= 18 August 1945 air combat over Tokyo area =

On 18 August 1945, two B-32 Dominators flew a photo recon mission over Tokyo to monitor Japanese compliance with the ceasefire. The mission was followed by a Japanese attack on three B-32s the previous day, and was intended to determine whether those attacks were isolated actions or an indication of continued Japanese resistance.

The two aircraft, Hobo Queen II, commanded by First Lieutenant James Klein, and a second Dominator commanded by First Lieutenant John R. Anderson, reached Tokyo without opposition and completed their photo runs. Soon afterward, Japanese aircraft took off from Yokosuka Naval Airfield to intercept them.
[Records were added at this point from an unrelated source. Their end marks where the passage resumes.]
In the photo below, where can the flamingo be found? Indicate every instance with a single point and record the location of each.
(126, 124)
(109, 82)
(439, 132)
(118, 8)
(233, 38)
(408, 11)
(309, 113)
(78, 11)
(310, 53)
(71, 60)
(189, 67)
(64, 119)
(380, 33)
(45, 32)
Klein, flying at about 20,000 feet, faced trouble first, while Anderson was about 10,000 feet below. Anderson's tail gunner, Sergeant John Houston, opened fire on approaching fighters, hitting one at close range and watching it explode. Other gunners also engaged the attackers, with Sergeants Jimmie Smart, Benjamin Clayworth and Burton Keller reporting another fighter destroyed.

A Japanese fighter led by Sadamu Komachi attacked Anderson's B-32 from above and disabled its left inboard engine, wounding Smart with fragments. Staff Sergeant Joseph Lacharite was also struck by cannon fire on both legs.

While attempting to help Lacharite, Sergeant Anthony J. Marchione was struck by a 20 mm cannon round, knocking him against the opposite side of the cockpit. Second Lieutenant Kurt Rupke attempted to treat Marchione's wounds, but he died around 30 minutes after being hit during the return flight to Okinawa.

The two B-32s escaped by diving toward the sea, allowing them to increase their speed beyond that of the Japanese fighters. Both aircraft returned to Yontan Airfield shortly after 6 p.m.

The engagement was the last air combat of World War II. Marchione, who was less than a month short of his 20th birthday, was the last American killed in air combat during the war.